Ken Ofori-Atta
Mid-Year Review of the government Budget and Financial Statement is informed by law. The Public Financial Management Act enjoins the Finance Minister to, on behalf of the President, present the review to Parliament.
As the name suggests, the review which has become routine is to review the country’s economic performance over the last six months and project outcomes for the second half of the year. We have been told that the government is not likely to demand new expenditure in the mid-year review but present the new direction to fix the challenges in the International Monetary Fund (IMF) bailout.
Frankly speaking, the economy is in a dire strait, with government revenue dipping and donor support facing its own constraints.
Some naysayers have always shot down the government position that two external factors, COVID-19 and the Russia-Ukraine war, are responsible for the country’s economic challenges.
These naysayers, mostly the opposition NDC and their allies in the media, academia and civil society blame the challenges on the “incompetence” of the Akufo-Addo government in an attempt to equalise the Mahama government’s record that gave Ghanaians no choice than to humiliate the umbrella family in 2016.
Since the NPP took over the reins of government in 2017, the NDC has spared no effort to rally journalists, professors and some civil society groups to magnify the challenges as signs of the government failure in order to prepare the minds of the people for a regime change.
Whatever happened to the former Sanitation Minister is unfortunate and perhaps indefensible, it does not give a license to some media houses to call names and fabricate stories, and based on those stories give the platform to some commentators to call her a corrupt person while investigations are underway.
It is our hope that the National Media Commission (NMC) is not in a slumber but watching keenly and at the appropriate time call those reckless journalists and media houses to order.

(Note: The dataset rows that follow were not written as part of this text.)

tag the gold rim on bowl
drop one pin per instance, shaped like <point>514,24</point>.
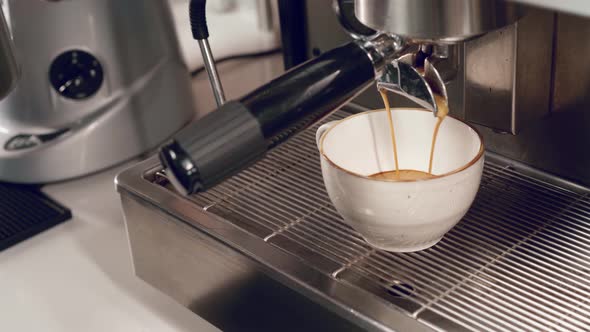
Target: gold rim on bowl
<point>462,168</point>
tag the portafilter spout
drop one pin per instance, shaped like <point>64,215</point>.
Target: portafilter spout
<point>419,84</point>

Our politics has become very polarised beyond the usual normal to the extent that there is nothing like patriotism when it comes to the conversation about national development. Mark our word, the NDC Minority will go to Parliament on Monday with a pre-conceived position and placards describing the review in very negative terms.
This posture of our politicians, especially those from the NDC stable, is really counter-productive and unpatriotic and thus making it difficult for the proper scrutiny of the government economic policy.
We urge the NDC Minority for once on Monday to put nation first and praise the government where praise is due and criticise appropriately in order to make a clear departure from the past where the Minority has described economic policies as “good for nothing.”